We will have to agree to disagree. We will likely not come to agreement in any of this discussion as we have diffent methods of studying the Bible which generally produce different understanding. I take one Scripture at at time, within its immediate context, and study to understand that group of context alone before moving on. You're more of a shotgun approach throwing a whole bunch of Scripture out all at once to try to deal with. You keep using scripture to prove points. I want to study scripture to learn more and understand better where I lack understanding.
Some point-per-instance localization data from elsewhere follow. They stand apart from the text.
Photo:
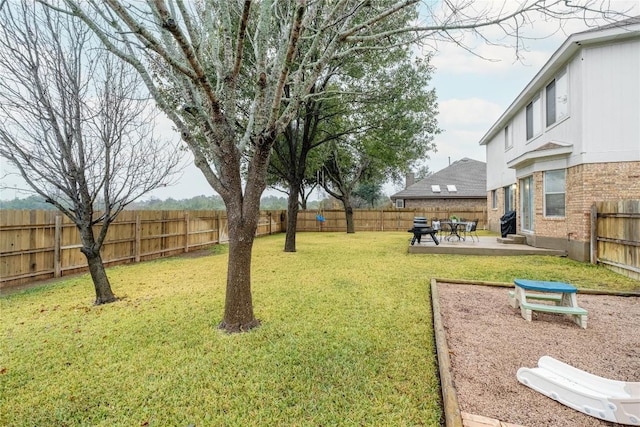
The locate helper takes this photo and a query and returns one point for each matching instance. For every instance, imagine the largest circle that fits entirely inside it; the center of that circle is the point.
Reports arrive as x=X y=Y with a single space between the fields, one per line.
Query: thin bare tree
x=75 y=124
x=219 y=69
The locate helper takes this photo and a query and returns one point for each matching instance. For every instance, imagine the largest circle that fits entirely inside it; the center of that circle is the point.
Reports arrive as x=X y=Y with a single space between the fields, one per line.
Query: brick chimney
x=410 y=179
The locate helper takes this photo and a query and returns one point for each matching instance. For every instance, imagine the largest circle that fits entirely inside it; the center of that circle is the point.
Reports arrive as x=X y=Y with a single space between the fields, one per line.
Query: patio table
x=454 y=227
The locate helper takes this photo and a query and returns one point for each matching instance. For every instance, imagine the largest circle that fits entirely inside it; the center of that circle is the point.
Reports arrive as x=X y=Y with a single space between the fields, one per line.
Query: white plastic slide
x=610 y=400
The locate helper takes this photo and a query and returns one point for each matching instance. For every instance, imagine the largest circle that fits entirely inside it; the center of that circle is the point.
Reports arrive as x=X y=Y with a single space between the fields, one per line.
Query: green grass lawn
x=346 y=338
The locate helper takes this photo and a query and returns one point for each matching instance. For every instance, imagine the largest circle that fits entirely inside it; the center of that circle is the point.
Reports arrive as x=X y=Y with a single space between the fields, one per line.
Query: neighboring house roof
x=467 y=176
x=617 y=31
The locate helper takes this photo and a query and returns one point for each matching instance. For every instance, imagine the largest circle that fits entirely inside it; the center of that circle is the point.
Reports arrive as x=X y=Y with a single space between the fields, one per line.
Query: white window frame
x=558 y=99
x=535 y=118
x=554 y=192
x=509 y=198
We are just too far apart to continue this discussion.It's not a separate event according to Paul.
Paul links the two events in both letters to the Thessalonians.
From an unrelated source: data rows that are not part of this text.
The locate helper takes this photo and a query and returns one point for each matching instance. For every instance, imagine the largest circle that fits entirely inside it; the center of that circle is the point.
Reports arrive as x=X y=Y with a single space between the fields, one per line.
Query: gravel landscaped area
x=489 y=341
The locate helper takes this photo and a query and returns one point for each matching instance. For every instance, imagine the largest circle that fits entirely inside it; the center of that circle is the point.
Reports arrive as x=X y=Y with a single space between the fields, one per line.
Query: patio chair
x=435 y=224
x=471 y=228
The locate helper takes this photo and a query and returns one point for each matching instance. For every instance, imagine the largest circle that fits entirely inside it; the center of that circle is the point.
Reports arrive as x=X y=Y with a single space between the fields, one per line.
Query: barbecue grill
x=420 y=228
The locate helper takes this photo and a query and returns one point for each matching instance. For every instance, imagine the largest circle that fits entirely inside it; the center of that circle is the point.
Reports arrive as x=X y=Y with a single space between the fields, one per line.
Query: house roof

Matthew 24/Mark 13/Luke 21 is also not to "unbelieving Jews/Israel" as many pretribulationists teach.
It is a private discourse to His disciples, Mark 13 specifies 4 of them. It says that it was private. No Pharisees present. The last thing He addressed to the pharisees is that they wouldn't see Him come to the temple again until they said blessed is He who comes in the name of the Lord. Matthew 23:39.
These 4 were BELIEVERS in Jesus, they were saved, and went on to plant Churches. They were Church fathers, and Jesus included them in statements like Matthew 24:15 when YE therefore shall see the Abomination of Desolation...
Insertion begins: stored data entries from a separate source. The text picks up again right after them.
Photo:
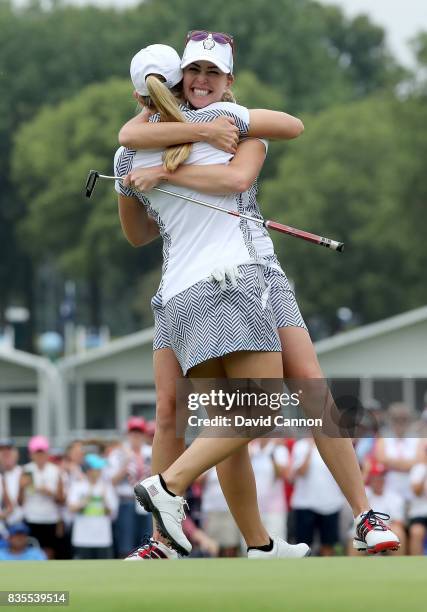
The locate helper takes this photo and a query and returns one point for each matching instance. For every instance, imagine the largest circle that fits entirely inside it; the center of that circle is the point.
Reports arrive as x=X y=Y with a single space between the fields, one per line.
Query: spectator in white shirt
x=418 y=509
x=317 y=499
x=5 y=508
x=271 y=464
x=41 y=493
x=11 y=471
x=129 y=464
x=94 y=504
x=399 y=451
So who's the elect Jesus is gathering?
The saved
when does it happen? After the Abomination of Desolation.
Paul agrees with the Olivet Discourse.
does believing it happens after the Abomination of Desolation violate knowing a day or hour? No. both Jesus and Paul taught that nobody would know, and it'd be like a thief in the night. Which to reconcile this means it takes place at an unknown time after the abomination of desolation, but not any particular day... but it has a 3.5 year window, to reconcile with Daniel and Revelation.
Funnily enough, one of the biggest claims from pretribulationists is that only Paul taught the doctrine of the rapture and it was an unknown mystery prior to 1 Corinthians. Oh they'll use John 14 in their proofs but then immediately turn around and say that it was exclusive to Paul if you actually use the other Gospels to show them wrong.
Here I'm using Paul specifically because people put extra weight on Paul's writings for some of these doctrines to show that Paul does not agree with their position.
I'll throw in a Bonus. Titus 2
A lot of pretribulationists will claim the blessed hope is a pretribulation rapture.
But here Paul ties it to the second coming of Christ... again.
Nowhere does Paul ever teach it as separate.
Neither did Jesus
and Neither does John in Revelation. Revelation 14 is the closest match to 1 Thessalonians 4 and Matthew 24, but Revelation 6:12-17 also matches but without the harvesting details of Revelation 14, and it's not as explicit that Jesus is in the clouds then. I still interpet them as the same event, because of other details such as the sun and moon going dark and the tribes of the earth wailing in Revelation 6.
But Revelation 14, features Jesus on the clouds, the shouting archangels, the first reaping is not put through the wrath of God (which is importantly, done by Jesus), and the second reaping done by the angel is put through the wrath of God. Revelation 15 which follows, has saints in heaven singing, having overcome the mark of the beast. Just as Revelation 7 following Revelation 6, has saints in heaven holding objects in their hands (like they have a body), praising God having overcome great tribulation.
In both cases.. Jesus came first, then the saints were in heaven. Meaning the rapture was connected with the second coming, not a separate event.
In any case, none of them taught a SEPARATE rapture that was different from the second coming.